The evolution of a recipe

 homemade French onion dip

For an office function last week, I made my "famous" caramelized onion dip, which I got ages ago from a magazine that has been lost to history. A friend asked me for the recipe, so I went to fetch it off my computer. As I got ready to print a copy, I realized that I no longer used that recipe. 

It wasn't that I found the wrong recipe in my database (naturally, I index my personal recipes on EYB to avoid such a problem), it's that I had changed several of the ingredients. The changes aren't on-the-fly tweaks, they have been consistent every time, yet I've been slow to update the database. But the experience got me thinking about how many changes it takes before a recipe is no longer recognizable as the original and becomes its own creation. 

In this case, I had substituted Chinese black vinegar for the Worcestshire sauce, changed the ratio between the cream cheese and mayonnaise, omitted a couple of distracting additions (chopped pistachios on top? really?), and used butter instead of oil. Each change was a incremental step, but when aggregated it became clear that the recipe that was in my database was no longer the recipe I used. 

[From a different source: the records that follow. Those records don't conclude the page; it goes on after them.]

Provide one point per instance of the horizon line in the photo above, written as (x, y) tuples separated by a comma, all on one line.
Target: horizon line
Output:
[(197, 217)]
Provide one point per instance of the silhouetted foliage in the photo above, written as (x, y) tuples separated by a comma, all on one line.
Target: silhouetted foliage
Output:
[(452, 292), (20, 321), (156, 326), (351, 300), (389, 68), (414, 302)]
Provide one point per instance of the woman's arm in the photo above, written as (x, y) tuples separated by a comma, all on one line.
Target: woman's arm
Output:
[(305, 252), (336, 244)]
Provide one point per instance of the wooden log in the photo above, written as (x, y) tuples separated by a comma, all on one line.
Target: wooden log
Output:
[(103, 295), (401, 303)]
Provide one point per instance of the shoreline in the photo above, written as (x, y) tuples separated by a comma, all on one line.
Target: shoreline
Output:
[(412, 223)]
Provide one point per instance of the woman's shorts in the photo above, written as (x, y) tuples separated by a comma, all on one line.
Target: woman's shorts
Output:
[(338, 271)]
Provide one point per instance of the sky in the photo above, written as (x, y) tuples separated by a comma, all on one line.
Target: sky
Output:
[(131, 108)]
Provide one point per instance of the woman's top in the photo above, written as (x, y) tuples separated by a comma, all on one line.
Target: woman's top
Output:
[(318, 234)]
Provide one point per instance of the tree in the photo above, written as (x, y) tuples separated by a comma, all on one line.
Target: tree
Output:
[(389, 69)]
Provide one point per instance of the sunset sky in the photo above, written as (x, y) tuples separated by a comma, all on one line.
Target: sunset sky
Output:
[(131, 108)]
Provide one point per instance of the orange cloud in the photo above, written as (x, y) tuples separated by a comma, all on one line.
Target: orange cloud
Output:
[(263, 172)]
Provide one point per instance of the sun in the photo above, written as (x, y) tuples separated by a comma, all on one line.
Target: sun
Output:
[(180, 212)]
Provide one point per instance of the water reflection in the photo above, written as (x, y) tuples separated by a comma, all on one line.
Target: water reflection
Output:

How many changes does it take until it's an entirely new recipe? The concept is subjective and everyone probably has a different take on how substantial the tweaks must be before you reach that threshhold. One or two small changes probably won't cut it, but when you are making a half dozen substitutions or changing several volumes, it is pretty clear that it's a new concoction. Where do you draw the line on whether you have created a new recipe?

Photo of Homemade French Onion Dip from Saveur Magazine 

6 Comments

  • Lynled  on  10/27/2016 at 11:03 AM

    Great question Darcie. I'd also be interesting in learning what is the rule of thumb about crediting back to a recipe you have tweaked and want to post online

  • Cubangirl  on  10/27/2016 at 2:16 PM

    That is so true Darcie. I make 6 layer bars in the microwave. I still have the original newspaper page my mom sent me in the 1970s. As I was describing what I'd made to my daughter, she said "mom those sound great but they are not your 6 layer bars". I've switched the grahams to TJ's coconut thins, subbed coconut oil for half the butter, use semisweet mini chips, pecans instead of walnuts and unsweetened coconut. I still use condenseed milk, thought I often use low fat or no fat instead of full. However, if asked, I would have printed the original from my Living Cookbook.

  • ntt2  on  10/28/2016 at 10:00 AM

    So where is your current recipe?!? ; )

  • hillsboroks  on  10/28/2016 at 2:20 PM

    I started wondering about this question when I clipped a cookie recipe out of our local paper that had won a prize in the Pillsbury Bake Off back in the 1990s. I made the cookies and realized that except for the addition of white chocolate chips and chopped dried apricots that it was identical to one I grew up with and got a copy of from my mom (and I think she got it from her 1950s Better Homes and Gardens cookbook). When I lined the two recipes up they were identical except for the add-ins. My husband loves these cookies with the apricots and white chocolate chips added so I still make them this way but I always thought the baker who submitted the recipe to the bake off was cheating.

  • Cubangirl  on  10/28/2016 at 3:39 PM

    ntt2, is the question for me or for Darcie?